Friday, December 13, 2013

STAASH - STorage As A Service over Http - A multi-storage abstraction layer

by Christos Kalantzis and Shyam Singh


Netflix’s Astyanax project, and the recipes contained therein, have been a tremendous tool in helping Java developers adopt Apache Cassandra (C*), both within Netflix and outside of Netflix.  A common request we have gotten from non-Java, or non-JVM based (eg: Python, Ruby, BASH, JavaScript), developers is that they would like to take advantage of the recipes provided in Astyanax such as All-Rows-Query or Chunked-Object-Store.

STAASH’s short-term goal is to recreate the most popular Astyanax recipes as a service, providing a REST based API to Cassandra. This would allow ANY language to consume those recipes.

STAASH’s long term ambitions are much greater. We would like STAASH to provide an abstraction layer to multiple storage engines, allowing each engine to be accessed using the same API.  If you ever wanted to migrate an application from one DB technology to another, STAASH can help with that migration. We also foresee the ability to join data between multiple storage engine types. (Think joining a MySQL table with a C* column family) We currently have a POC of this feature.

STAASH is being open sourced in a very early stage.
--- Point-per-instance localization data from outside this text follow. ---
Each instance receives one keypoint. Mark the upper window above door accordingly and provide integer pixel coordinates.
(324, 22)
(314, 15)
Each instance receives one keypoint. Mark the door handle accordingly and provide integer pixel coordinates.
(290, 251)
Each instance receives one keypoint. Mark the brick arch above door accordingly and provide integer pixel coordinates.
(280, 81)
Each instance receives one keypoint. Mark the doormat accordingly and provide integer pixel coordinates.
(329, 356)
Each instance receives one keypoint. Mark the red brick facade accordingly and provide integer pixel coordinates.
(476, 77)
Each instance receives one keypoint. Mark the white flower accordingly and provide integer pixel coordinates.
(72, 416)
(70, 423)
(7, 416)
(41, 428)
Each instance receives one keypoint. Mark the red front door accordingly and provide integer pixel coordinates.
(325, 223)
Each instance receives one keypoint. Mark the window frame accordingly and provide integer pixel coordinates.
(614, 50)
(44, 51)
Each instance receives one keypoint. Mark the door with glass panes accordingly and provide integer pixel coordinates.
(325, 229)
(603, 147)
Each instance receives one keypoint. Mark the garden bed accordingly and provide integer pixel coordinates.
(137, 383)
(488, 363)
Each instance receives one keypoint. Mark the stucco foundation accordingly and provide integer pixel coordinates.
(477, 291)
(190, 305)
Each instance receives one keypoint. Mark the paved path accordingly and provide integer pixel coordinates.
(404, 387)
We have tested it and it is already being adopted by some teams within Netflix.  We want to evolve this project in the open, building a community around the project and taking feedback and contributions at a very early stage of the project’s life cycle.
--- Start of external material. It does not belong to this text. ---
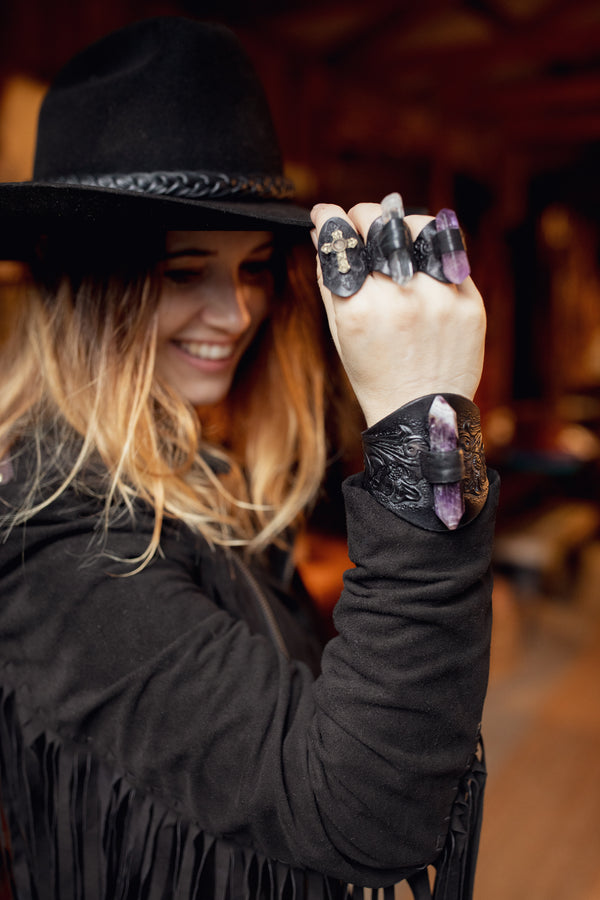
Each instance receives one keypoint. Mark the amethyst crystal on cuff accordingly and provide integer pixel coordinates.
(448, 502)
Below is a graphical representation of STAASH:

What is available today?

Although STAASH is being released early, there is plenty of functionality in it already.  Currently you can perform the following actions:
  • Creating or registering Storages, Databases and Tables
  • Listing available Storages, Databases and Tables
  • Create, Read and Update data in the Tables
  • Apache Cassandra and MySQL support
  • Joins between Tables, even across different Storages

Below is a sample of how to use STAASH to create a Keyspace and Column Family in C* that contains user information for a social network. We will be storing a username, last name, first name, email and whether they paid or not.

Storage API

Create storage using a curl request
A storage is defined as the composition of physical hardware  information and the persistence technology indicated by the attribute “cluster” and “type” respectively. (For more details about the API, please visit the STAASH wiki)

PUT http://host:port/staash/v1/admin/storage

Create a database called socialnetwork

PUT http://host:port/staash/v1/admin

Create a table called users

PUT http://host:port/staash/v1/admin/socialnetwork
{“name”:”users” ,”columns”:”username, lastname, firstname, email,paid”,“primarykey”:”username”,


Add a user

PUT http://host:port/staash/v1/data/socialnetwork/user
{“columns”:”username, lastname, firstname, email, paid”, “values”:”rfederer,federer,roger,,N”}

Read a user’s information

GET http://host:port/staash/v1/data/socialnetwork/user/rfederer
{“columns”:”username, lastname, firstname, email, paid”, “values”:”rfederer,federer,roger,,N”}

For more information on STAASH APIs please refer to the STAASH wiki.

Planned Road-map

Here are the features we plan on adding in the very short term.

Event Series API

At Netflix, we have many use cases where we persist events and then read those events in chronological order. This API is meant to hide the sharding complexity from the app developers and make time-series reading and writing easy and efficient.

Out of the box Reverse Indexing

When accessing data, developers often want to filter their data on a key, other than the primary key. In a distributed database, this requires the developer to store those keys in an inverted index so as to avoid the overhead (full cluster scan) of a secondary index. This new feature aims at automating the reverse indexing usage pattern within distributed databases.

Astyanax Chunked-Object-Store Recipe

Please refer to github Astyanax page for more info on Recipes.

How can you contribute?

We are looking for feedback, input about which Astyanax recipes you would like to see implemented first, as well as code contributors to the project. The STAASH github page can be found here.

We plan on holding Meetups, both physical and virtual, in early 2014 to dive deeper into STAASH and it’s direction. We are very excited about STAASH and the community that can be built around it.